Life Cycles
“A raging sea
Thrown from the deck -
A block of ice”
— Choha 超波 (1705-1740) Japanese poet
If you watch a seasonal time-lapse video of Antarctic Sea Ice as seen from space, it’s easy to imagine the entire continent as a living, breathing organism, growing and shrinking over the course of a year. Glacial ice on the other hand, accumulates very, very slowly, sometimes over tens of thousands of years - but, it does still move and is eventually lost to the sea, ‘calved’ off as icebergs much like a body sheds and regrows its skin. Mass Balance is a concept that glaciologists use to investigate this complex relationship. When the ice accumulating in a glacier system is equal to the ice being lost, it is in balance, in harmony.

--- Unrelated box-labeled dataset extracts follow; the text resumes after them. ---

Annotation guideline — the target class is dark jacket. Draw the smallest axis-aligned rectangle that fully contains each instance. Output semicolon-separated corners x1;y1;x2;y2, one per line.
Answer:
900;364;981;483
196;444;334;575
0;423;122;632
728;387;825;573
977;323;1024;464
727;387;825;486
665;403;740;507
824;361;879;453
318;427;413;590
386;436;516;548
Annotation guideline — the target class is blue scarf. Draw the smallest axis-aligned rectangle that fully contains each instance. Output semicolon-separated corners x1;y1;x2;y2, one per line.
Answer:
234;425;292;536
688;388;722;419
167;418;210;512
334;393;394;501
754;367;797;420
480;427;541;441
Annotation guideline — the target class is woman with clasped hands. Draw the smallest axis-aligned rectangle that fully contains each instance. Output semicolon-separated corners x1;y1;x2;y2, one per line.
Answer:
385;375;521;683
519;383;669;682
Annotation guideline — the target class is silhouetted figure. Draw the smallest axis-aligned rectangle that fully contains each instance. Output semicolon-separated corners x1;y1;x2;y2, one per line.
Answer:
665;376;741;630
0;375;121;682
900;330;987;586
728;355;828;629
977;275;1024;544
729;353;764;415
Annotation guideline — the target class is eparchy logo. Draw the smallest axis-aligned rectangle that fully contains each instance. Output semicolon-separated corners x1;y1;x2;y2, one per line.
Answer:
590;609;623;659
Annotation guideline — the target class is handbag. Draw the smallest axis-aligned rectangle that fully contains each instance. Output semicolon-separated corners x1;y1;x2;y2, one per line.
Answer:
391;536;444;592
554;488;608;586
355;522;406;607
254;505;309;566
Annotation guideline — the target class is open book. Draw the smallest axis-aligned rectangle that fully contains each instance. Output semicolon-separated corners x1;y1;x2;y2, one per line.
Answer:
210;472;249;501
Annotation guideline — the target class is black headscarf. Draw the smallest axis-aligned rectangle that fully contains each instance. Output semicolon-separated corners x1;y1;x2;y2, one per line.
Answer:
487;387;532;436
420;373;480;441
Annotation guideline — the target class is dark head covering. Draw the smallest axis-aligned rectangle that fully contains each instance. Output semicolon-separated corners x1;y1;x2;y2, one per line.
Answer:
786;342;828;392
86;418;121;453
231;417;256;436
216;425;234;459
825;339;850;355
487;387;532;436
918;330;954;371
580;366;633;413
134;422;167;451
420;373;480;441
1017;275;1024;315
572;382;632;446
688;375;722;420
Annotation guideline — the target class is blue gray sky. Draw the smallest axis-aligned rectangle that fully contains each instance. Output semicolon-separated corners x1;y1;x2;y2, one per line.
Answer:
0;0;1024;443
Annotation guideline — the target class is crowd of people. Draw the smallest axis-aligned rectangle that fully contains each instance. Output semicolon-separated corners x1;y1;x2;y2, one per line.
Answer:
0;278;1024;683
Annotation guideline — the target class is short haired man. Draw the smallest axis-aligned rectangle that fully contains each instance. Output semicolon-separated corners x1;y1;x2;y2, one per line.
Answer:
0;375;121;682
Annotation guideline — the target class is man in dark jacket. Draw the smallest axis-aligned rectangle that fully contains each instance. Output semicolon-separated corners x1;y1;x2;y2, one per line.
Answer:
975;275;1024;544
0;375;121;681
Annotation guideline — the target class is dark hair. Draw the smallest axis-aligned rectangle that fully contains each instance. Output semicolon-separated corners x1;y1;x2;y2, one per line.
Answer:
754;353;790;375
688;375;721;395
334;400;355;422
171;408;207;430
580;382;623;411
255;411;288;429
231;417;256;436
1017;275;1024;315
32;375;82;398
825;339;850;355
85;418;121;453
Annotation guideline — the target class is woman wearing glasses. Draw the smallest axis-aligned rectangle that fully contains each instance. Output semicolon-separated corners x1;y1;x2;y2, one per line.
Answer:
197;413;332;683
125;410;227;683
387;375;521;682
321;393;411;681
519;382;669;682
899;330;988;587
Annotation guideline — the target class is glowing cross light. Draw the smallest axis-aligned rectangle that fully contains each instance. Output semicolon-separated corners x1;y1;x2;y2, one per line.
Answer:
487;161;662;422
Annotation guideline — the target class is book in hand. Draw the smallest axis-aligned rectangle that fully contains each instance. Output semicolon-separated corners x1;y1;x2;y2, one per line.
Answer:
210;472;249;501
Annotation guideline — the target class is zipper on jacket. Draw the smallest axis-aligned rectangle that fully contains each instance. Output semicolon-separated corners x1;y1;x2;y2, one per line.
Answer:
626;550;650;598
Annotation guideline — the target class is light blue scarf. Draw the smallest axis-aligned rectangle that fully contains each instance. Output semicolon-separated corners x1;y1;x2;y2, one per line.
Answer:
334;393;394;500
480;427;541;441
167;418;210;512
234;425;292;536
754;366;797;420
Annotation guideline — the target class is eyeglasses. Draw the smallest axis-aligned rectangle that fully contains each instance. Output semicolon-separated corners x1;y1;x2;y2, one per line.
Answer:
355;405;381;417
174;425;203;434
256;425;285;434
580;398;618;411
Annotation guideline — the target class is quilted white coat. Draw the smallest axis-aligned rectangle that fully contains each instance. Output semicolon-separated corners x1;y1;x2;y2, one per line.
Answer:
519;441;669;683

The Breath of a Continent - Time lapse visualisation of maximum and minimum extents of Antarctic sea ice using footage from NASA's Scientific Visualisation Studio, speeded up, copied, reversed and then looped. Credits: NASA's Scientific Visualization Studio The Blue Marble data is courtesy of Reto Stockli (NASA/GSFC) AMSR2 data courtesy of the Japan Aerospace Exploration Agency (JAXA). Link to original file: https://svs.gsfc.nasa.gov/4562
In the series Death of a Landscape, Lucy took landscapes she had photographed and sketched in Antarctica and approached each one as a closed system. As one life - one journey, so to speak. Once the initial scenes were laid down in pastel and encaustic wax, nothing else entered or left the work - no extra paint, no scraping away. The act of then melting each one with the heat gun and the blowtorch led to entirely new works, despite them being made of the same, original material. The results are ghosts, memories of the landscapes gone before.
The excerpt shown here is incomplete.